On November 13, the Foreign Policy Institute at the Johns Hopkins University School of Advanced International Studies (SAIS) hosted a conversation with FPI Senior Fellow Amb. Shirin Tahir-Kheli and Prime Minister Helen Clark. PM Clark discussed various aspects of her work in politics, defense, sustainable development, and global health. James Steinberg, Dean of Johns Hopkins SAIS, delivered introductory remarks.

Biographies

Rt Hon. Helen Clark was Prime Minister of New Zealand for three successive terms from 1999–2008. Throughout her tenure as Prime Minister and as a Member of Parliament over 27 years, Helen Clark engaged widely in policy development and advocacy across the international, economic, social, environmental, and cultural spheres.

In April 2009, Helen Clark became Administrator of the United Nations Development Programme (UNDP). She was the first woman to lead the organization, and served two terms there. At the same time, she was also Chair of the United Nations Development Group, a committee consisting of all UN funds, programs, agencies, and departments working on development issues. As Administrator, she led UNDP to be ranked the most transparent global development organization. She completed her tenure in 2017.

Helen continues to be a strong voice for sustainable development, climate action, gender equality and women’s leadership, peace and justice, and action on pressing global health issues. In July 2020, she was appointed by the Director-General of the World Health Organization as a Co-Chair of the Independent Panel for Pandemic Preparedness and Response, called for by the World Health Assembly, which reported in May 2021. She chairs the boards of the Extractive Industries Transparency Initiative, the Partnership for Maternal, Newborn and Child Health, and other public good organizations and initiatives, and is a board member of others.

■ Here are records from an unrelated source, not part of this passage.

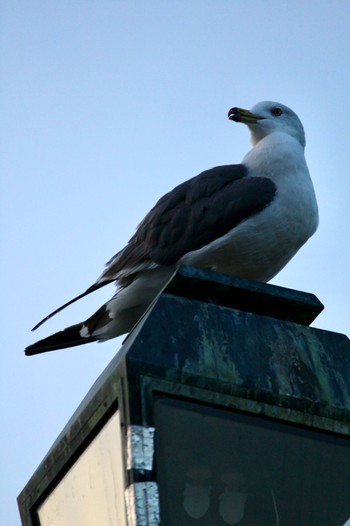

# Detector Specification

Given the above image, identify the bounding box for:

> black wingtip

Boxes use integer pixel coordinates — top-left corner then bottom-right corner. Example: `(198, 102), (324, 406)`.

(32, 280), (114, 332)
(24, 323), (96, 356)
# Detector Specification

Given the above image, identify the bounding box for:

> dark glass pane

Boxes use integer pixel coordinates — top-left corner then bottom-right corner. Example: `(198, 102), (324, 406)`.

(155, 398), (350, 526)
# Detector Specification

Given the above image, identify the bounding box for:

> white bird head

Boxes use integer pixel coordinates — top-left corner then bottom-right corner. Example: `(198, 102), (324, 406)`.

(228, 101), (305, 148)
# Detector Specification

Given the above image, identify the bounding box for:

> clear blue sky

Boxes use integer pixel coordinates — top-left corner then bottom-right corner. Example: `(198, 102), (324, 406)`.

(0, 0), (350, 526)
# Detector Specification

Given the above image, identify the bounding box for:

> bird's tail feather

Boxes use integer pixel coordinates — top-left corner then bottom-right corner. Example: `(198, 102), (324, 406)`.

(32, 280), (114, 332)
(24, 323), (98, 356)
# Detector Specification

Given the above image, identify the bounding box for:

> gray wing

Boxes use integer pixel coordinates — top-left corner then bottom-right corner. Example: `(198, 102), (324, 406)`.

(101, 164), (276, 286)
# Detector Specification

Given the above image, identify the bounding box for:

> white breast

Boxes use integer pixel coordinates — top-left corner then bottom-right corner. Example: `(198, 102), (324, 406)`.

(181, 133), (318, 281)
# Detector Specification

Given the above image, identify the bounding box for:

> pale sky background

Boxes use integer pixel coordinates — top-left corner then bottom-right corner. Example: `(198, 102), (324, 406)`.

(0, 0), (350, 526)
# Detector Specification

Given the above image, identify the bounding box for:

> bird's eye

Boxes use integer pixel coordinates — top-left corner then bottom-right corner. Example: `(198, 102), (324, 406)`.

(272, 108), (283, 117)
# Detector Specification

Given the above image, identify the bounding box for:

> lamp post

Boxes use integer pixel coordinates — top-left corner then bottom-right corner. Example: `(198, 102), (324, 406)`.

(18, 267), (350, 526)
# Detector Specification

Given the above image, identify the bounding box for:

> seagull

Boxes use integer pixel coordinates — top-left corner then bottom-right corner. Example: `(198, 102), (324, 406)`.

(25, 101), (318, 356)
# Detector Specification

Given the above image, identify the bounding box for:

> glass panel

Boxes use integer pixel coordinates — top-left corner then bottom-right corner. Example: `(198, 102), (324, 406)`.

(155, 398), (350, 526)
(38, 411), (126, 526)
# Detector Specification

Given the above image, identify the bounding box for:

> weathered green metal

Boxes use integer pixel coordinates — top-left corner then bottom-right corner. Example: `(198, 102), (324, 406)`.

(18, 267), (350, 526)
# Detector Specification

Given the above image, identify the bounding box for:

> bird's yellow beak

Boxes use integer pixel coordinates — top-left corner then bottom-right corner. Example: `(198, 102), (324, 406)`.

(228, 108), (264, 124)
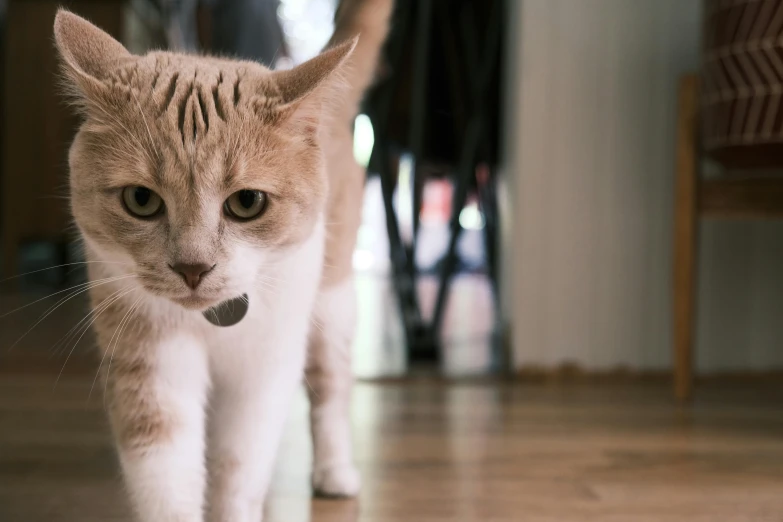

Amb. Shirin Tahir-Kheli is a Senior Fellow and Founding Director of the South Asia Program at the Foreign Policy Institute of the Johns Hopkins University School of Advanced International Studies (SAIS). She was Research Professor of International Relations. In 2011, Tahir-Kheli was named by Newsweek as one of the "150 Women Who Shake the World." She specializes in South Asia, nuclear non-proliferation, United Nations and U.S. foreign policy, and women's empowerment.

Hon. James B. Steinberg is Chairmain of SAIS Foreign Policy Institute and Dean of SAIS. He was University Professor of Social Science, International Affairs and Law at Syracuse University, where he was Dean of the Maxwell School from July 2011 until June 2016. Prior to becoming Dean he served as Deputy Secretary of State, the principal deputy to Secretary Hillary Rodham Clinton, from 2009-2011. From 2005-2008, Steinberg was Dean of the Lyndon B. Johnson School of Public Affairs. From 2001 to 2005, Mr. Steinberg was vice president and director of Foreign Policy Studies at the Brookings Institution.